Major hurdles for the textile segment
Slowdown in denim fabric offtake has resulted in an oversupply situation, thus placing downward pressure on realisations. Stiff competition from unorganised players only adds to the difficulties.
A 3-6 month delay in setting up new garmenting capacities (to the tune of 44 million pieces) will keep sales growth fairly modest (at 5-6 percent YoY, versus 8-10 percent that was initially guided) for FY19.
Is Arvind investment-worthy?
Business reorganisation in the aftermath of the demerger should unlock value for investors.
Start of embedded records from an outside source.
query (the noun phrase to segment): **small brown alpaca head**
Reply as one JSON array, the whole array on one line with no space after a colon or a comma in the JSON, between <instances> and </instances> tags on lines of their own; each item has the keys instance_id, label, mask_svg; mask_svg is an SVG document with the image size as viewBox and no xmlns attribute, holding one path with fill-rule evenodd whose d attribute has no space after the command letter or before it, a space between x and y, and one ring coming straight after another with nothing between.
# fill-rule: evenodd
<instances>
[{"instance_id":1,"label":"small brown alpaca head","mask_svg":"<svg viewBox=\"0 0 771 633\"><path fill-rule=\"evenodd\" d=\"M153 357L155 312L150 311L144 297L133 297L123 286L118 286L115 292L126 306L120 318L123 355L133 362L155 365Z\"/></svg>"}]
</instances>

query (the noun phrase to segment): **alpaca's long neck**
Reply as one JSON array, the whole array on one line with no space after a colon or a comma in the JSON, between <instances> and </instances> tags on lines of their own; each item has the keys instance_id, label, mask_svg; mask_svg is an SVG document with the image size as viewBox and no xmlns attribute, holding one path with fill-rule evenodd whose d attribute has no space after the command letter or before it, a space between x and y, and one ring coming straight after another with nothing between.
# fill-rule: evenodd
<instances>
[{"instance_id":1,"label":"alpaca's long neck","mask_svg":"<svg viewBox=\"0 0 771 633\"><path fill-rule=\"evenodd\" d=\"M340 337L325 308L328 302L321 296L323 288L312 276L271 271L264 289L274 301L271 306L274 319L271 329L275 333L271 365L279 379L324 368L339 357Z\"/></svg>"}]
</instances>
We remain enthused about Arvind’s branded apparel, advanced materials and engineering businesses, given their revenue visibility (attributable to favourable industry factors) and ability to perform consistently well.
However, a lot would depend on how quickly the textile arm’s proposed capex of Rs 1,500 crore (over the next 3-5 years) begins to contribute noticeably towards improving Arvind’s overall returns on capital.
In the branded apparel segment, it will be equally important to watch out for the financials of ‘Unlimited’ (erstwhile loss-making stores that have been going through a restructuring phase of late) and the pace at which brands maximise their sales potential to facilitate margin accretion.
After the demerger is effected, Arvind Fashions and Anup Engineering will, in all likelihood, list at a premium. In comparison, Arvind (excluding branded apparel and engineering) may continue to trade at lower valuation multiples till there are indications of a visible improvement in performance.